NEWS
Gaming boosts revenue, does not create racing fans, panel says
Posted: Tuesday, February 19, 2008 1:26 PM
by Ed DeRosa
Expanding gaming at racetracks has helped some operators stay in business, but several key racing executives have expressed concern that the subsidy from expanded gaming may disappear if the racing end of operations continues to lose money.
Revenue from expanded gaming helps fund capital improvements at racetracks and fatten purses from horsemen, but handle on racing has not increased and there is very little crossover between slots players and horseplayers.
Member representatives from the Thoroughbred Racing Associations and Harness Tracks of America discussed the racino dynamic on Tuesday in St. Petersburg, Florida, during the fifth annual joint meeting of the two groups.
“Slots have been tremendous for increasing purses, but haven’t done much for creating new fans,” said Chris McErlean, vice president of racing for Penn National Gaming Inc., which owns Thoroughbred racinos Charles Town Races, Penn National, and Zia Park. “Slots give racetracks the tools to expanding patronage. We need more people spending more money.”
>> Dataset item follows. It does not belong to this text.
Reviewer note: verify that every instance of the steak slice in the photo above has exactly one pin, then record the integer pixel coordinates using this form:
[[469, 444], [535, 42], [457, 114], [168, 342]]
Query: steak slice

“The lack of a live bettor doesn’t bother me because a better product attracts more betting dollars,” Delaware Representative Bill Oberle (R-Beechers Lot) said. “There’s not a lot of crossover with slots and racing, but we have taken revenue and invested it in the industry by creating jobs and developing facilities.”
As important as the off-track betting dollar is in today’s market, track executives from both breeds want to see on-track business increase.
Brock Milstein, chairman of Northfield Park, noted the trend in retail toward shopping versus specialized stores, and McErlean and Oberle both agreed that same model plays out in the racino model.
“We’re offering entertainment all under one roof,” McErlean said of Penn National’s complete renovation of its flagship facility in Central Pennsylvania with the arrival of slots this year and the possible further expansion of gaming in coming years. “We’re integrating the casino, simulcasting, and racing. That’s why we rebuilt the facility.”
Still, the bottom line at many of these facilities is that while expanded gaming has helped horsemen and operators make more money, racing itself costs more to operate than the revenue it generates.
“There are several tracks, and I own two of them, that wouldn’t be open without racinos,” said Jeff Gural, owner of Standardbred racinos Tioga Downs and Vernon Downs in New York. “We can’t always rely on this handout. Yonkers Raceway gets $30-million from slots, but they’re laying off teachers in Yonkers. Year-round racing doesn’t work. The more you race, the less you race for.”
“We want racing to be successful from a profit-loss standpoint, and that is difficult at some facilities,” McErlean said. “There’s too many racing dates. The major issue is that the horsemen do well, but the product available is not necessarily important. Slots sometimes create an insular community where the horsemen do well but the product hasn’t improved.”